The film was met with a strongly negative reaction by Kerri Rawson, the daughter of BTK serial killer Dennis Rader, who allegedly inspired King to write his novella. Rawson told the Wichita Eagle that King was "exploiting (my father's) 10 victims", accusing King of making money off the serial murders and adding that her father, a fan of King's books, probably found himself motivated to perform some actions in his latest crimes, which he committed in Wichita, Kansas, between 1974 and 1991.

==Reception==

Metacritic, which uses a weighted average, assigned the film a score of 43 out of 100, based on 8 critics, indicating "mixed or average" reviews.

Frank Scheck of The Hollywood Reporter called it "a decidedly minor" adaptation that "fails to fulfill the potential of its provocative premise". Andy Webster of The New York Times called it a "low-key, assured thriller" with a strong performance from Allen.

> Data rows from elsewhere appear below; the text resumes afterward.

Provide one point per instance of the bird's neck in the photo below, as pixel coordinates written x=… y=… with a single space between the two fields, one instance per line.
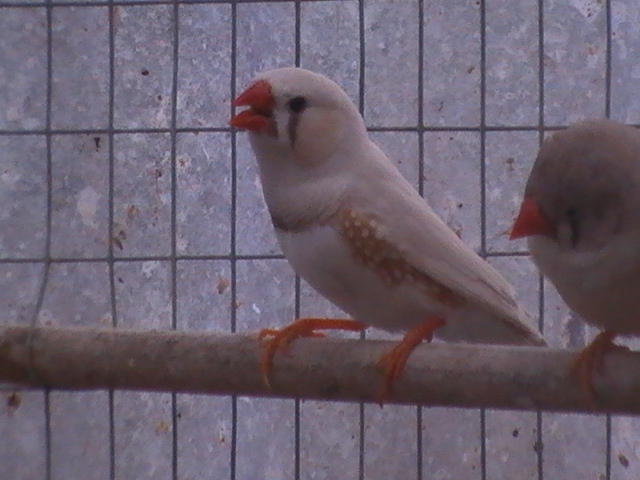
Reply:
x=298 y=196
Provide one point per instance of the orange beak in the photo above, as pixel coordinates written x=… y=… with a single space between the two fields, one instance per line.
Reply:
x=260 y=102
x=531 y=221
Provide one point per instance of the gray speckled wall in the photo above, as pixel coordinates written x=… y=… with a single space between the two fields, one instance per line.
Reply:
x=90 y=91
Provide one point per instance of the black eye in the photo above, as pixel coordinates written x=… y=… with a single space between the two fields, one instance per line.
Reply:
x=297 y=104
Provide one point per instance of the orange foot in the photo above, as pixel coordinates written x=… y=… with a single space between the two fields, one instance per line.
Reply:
x=590 y=360
x=303 y=327
x=392 y=363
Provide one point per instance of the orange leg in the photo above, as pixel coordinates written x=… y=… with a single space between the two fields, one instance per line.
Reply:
x=392 y=363
x=303 y=327
x=591 y=360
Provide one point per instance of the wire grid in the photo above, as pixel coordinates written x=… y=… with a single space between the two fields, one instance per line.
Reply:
x=467 y=145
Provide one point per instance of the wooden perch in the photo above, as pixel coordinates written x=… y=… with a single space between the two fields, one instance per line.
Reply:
x=325 y=369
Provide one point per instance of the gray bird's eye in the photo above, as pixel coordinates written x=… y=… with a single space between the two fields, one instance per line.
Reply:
x=297 y=104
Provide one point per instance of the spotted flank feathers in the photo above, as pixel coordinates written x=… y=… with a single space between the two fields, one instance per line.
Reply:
x=370 y=249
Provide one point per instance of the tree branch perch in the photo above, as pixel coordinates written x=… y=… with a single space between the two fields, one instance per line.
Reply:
x=324 y=369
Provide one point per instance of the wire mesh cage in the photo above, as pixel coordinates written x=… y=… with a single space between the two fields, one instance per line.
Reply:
x=129 y=203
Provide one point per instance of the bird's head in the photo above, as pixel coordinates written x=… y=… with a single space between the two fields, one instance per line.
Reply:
x=581 y=187
x=295 y=111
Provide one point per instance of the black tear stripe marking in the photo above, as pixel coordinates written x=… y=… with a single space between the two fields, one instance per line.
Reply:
x=574 y=225
x=292 y=127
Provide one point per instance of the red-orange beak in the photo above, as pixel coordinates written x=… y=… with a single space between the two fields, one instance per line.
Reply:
x=531 y=221
x=260 y=102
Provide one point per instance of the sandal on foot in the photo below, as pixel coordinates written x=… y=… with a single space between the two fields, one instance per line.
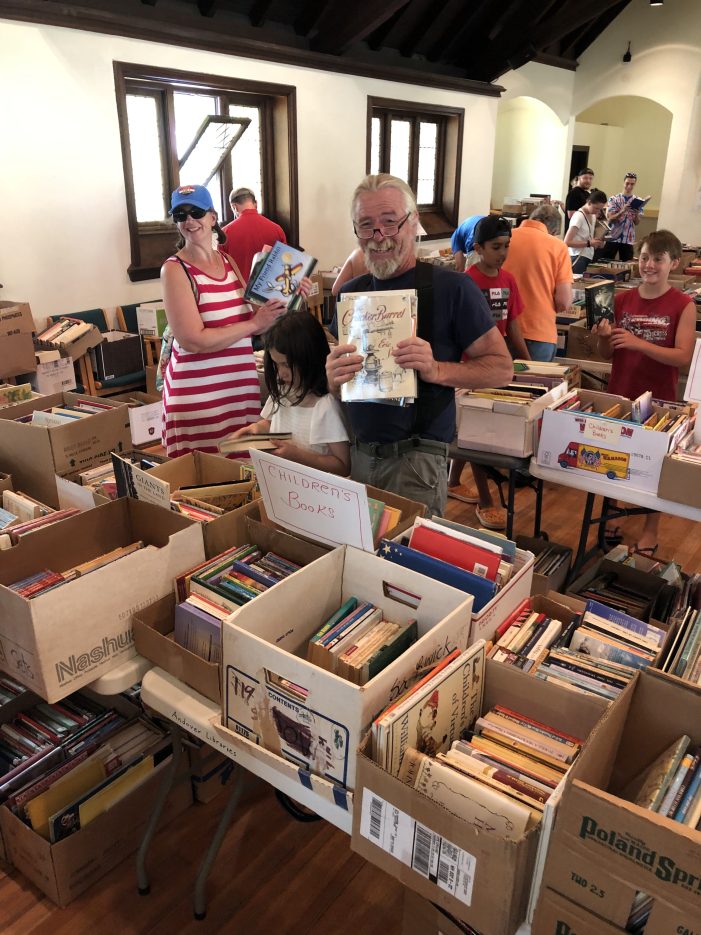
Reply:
x=491 y=517
x=465 y=492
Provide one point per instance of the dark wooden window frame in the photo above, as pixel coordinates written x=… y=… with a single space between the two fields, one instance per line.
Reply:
x=152 y=242
x=441 y=218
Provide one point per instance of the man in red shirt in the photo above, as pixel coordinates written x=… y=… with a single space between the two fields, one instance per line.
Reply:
x=249 y=232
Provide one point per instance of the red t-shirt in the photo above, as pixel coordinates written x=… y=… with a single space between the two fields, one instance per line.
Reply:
x=502 y=295
x=653 y=320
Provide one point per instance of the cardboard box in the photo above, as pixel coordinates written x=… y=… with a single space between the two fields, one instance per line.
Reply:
x=35 y=454
x=16 y=342
x=264 y=646
x=144 y=419
x=61 y=640
x=422 y=917
x=53 y=377
x=66 y=869
x=153 y=626
x=680 y=482
x=151 y=318
x=490 y=881
x=118 y=354
x=504 y=427
x=541 y=584
x=201 y=468
x=617 y=847
x=615 y=449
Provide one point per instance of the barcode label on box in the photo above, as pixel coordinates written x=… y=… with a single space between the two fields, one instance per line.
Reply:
x=434 y=857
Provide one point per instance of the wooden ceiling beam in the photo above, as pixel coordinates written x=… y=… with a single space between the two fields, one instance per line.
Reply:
x=337 y=33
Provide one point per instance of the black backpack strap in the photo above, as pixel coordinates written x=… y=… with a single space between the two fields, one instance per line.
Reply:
x=432 y=399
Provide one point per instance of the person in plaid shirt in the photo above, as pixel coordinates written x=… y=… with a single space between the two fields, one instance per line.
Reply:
x=623 y=223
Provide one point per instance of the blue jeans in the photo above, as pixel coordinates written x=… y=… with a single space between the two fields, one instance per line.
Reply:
x=541 y=350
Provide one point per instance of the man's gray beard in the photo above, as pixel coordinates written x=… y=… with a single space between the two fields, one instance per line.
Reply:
x=381 y=269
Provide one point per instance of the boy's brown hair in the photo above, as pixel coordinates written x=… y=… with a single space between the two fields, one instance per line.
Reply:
x=663 y=242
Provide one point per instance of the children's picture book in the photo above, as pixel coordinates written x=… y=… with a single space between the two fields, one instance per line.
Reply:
x=278 y=276
x=598 y=301
x=375 y=323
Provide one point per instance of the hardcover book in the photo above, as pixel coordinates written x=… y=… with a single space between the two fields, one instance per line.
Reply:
x=278 y=276
x=375 y=322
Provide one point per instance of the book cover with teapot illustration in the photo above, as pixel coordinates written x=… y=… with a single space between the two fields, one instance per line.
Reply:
x=375 y=322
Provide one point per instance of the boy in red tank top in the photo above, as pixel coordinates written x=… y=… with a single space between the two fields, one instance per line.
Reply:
x=652 y=336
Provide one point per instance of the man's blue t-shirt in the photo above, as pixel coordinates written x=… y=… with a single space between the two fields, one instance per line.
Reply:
x=463 y=239
x=460 y=316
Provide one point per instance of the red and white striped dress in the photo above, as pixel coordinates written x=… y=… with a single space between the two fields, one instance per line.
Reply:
x=210 y=394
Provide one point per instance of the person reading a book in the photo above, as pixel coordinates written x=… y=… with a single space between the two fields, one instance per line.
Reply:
x=299 y=402
x=404 y=448
x=624 y=219
x=491 y=242
x=652 y=337
x=210 y=385
x=580 y=237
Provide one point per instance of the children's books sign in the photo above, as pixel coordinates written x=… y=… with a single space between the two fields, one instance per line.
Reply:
x=322 y=506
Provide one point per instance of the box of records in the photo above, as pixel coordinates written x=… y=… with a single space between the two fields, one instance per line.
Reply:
x=308 y=663
x=458 y=784
x=629 y=821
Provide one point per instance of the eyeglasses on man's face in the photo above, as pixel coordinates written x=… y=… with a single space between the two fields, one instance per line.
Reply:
x=388 y=229
x=182 y=214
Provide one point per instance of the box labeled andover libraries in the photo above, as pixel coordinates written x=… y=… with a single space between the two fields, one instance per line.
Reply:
x=65 y=638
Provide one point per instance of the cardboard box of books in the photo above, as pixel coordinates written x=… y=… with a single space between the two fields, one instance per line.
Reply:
x=151 y=318
x=118 y=354
x=442 y=843
x=627 y=820
x=556 y=915
x=59 y=640
x=16 y=342
x=599 y=438
x=54 y=376
x=307 y=715
x=154 y=635
x=35 y=453
x=505 y=421
x=67 y=868
x=551 y=564
x=200 y=470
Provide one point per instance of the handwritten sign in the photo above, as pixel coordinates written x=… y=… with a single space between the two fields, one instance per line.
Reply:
x=322 y=506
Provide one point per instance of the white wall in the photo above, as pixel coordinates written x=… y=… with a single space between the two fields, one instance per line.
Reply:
x=62 y=182
x=666 y=68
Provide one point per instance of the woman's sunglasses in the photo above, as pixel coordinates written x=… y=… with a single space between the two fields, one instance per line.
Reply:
x=182 y=214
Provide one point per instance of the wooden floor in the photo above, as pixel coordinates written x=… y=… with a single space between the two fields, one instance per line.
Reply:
x=274 y=876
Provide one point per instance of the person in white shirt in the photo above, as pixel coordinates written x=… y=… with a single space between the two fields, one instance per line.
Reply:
x=580 y=239
x=296 y=349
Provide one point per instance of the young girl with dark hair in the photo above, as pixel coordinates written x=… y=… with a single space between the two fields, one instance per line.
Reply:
x=295 y=375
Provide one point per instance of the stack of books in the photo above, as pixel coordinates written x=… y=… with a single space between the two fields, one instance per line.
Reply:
x=472 y=560
x=430 y=715
x=500 y=776
x=210 y=592
x=357 y=641
x=671 y=784
x=46 y=579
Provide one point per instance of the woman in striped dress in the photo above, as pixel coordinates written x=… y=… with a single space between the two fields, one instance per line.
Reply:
x=210 y=386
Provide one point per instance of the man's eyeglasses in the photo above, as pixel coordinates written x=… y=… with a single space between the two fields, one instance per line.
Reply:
x=182 y=214
x=366 y=232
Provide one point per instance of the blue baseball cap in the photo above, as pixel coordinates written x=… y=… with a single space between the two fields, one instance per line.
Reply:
x=195 y=195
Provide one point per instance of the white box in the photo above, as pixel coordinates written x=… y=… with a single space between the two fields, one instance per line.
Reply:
x=265 y=642
x=151 y=318
x=588 y=443
x=504 y=427
x=54 y=376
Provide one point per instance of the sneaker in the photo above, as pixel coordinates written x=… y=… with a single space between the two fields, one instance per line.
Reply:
x=465 y=492
x=491 y=517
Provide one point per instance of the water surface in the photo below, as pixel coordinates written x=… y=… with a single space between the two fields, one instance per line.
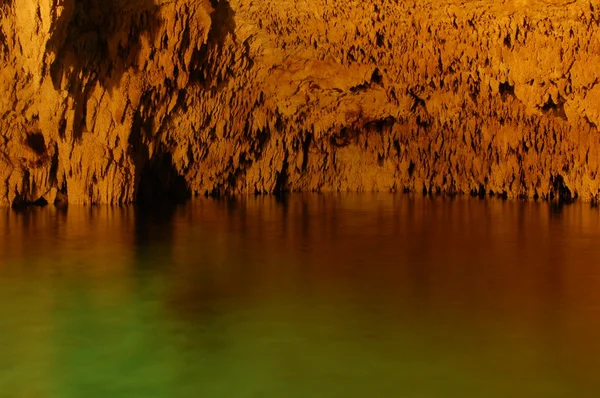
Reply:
x=311 y=296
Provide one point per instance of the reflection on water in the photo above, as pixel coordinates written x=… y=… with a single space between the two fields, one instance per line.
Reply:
x=311 y=296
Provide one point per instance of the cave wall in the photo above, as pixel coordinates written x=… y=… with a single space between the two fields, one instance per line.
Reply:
x=232 y=97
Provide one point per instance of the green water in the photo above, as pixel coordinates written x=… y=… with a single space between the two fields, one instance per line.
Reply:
x=313 y=296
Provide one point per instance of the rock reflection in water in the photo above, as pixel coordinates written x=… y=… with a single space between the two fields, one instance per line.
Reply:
x=313 y=295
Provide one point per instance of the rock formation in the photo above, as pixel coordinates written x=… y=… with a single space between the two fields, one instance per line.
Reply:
x=112 y=101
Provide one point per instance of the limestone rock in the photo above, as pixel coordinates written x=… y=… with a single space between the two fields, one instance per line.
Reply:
x=112 y=101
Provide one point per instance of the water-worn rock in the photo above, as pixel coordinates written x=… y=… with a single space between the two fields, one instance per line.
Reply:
x=109 y=101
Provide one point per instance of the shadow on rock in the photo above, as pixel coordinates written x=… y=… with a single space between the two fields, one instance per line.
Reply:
x=103 y=41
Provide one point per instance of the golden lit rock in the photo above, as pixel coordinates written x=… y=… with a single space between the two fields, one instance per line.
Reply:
x=113 y=101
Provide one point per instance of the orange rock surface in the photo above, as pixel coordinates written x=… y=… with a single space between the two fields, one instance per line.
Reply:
x=112 y=101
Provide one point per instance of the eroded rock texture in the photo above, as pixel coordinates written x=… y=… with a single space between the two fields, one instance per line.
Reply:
x=109 y=101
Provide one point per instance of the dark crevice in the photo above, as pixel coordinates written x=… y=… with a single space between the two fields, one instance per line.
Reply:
x=159 y=183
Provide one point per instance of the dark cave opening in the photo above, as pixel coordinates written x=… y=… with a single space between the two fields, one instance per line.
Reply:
x=160 y=183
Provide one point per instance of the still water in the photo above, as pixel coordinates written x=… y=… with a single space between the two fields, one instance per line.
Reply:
x=311 y=296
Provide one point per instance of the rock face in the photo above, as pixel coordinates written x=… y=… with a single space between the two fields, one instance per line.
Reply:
x=112 y=101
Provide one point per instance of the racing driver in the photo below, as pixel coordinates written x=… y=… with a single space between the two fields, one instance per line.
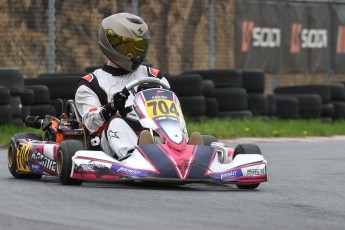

Gary Goldstein of the Los Angeles Times called it "a wry, old-fashioned game of cat and mouse" with good acting. Pete Vonder Haar of The Village Voice wrote that it is a serviceable, nondescript thriller that was a surprising choice to adapt to film.

Rod Pocowatchit of The Wichita Eagle rejected concerns of exploitation, but said that the film comes across as a low-budget made-for-TV film. Kiva Reardon of The A.V. Club rated it D+ and wrote, "By its conclusion, A Good Marriage doesn't give a definitive answer to its titular topic, but it does make clear what makes a bad movie."

Chuck Bowen of Slant Magazine rated it 2/4 stars and wrote, "The film is watchable in a plodding one-thing-after-another sort of way, but it could have used far more of King's mordant humor". Patrick Cooper of Bloody Disgusting rated it 1/5 stars and called it the worst King adaptation yet due to its lack of thrills. Staci Layne Wilson of Dread Central rated it 3/5 stars and questioned the choice of source material. Wilson said that the actors are good, but they have no chemistry, which makes the film stale.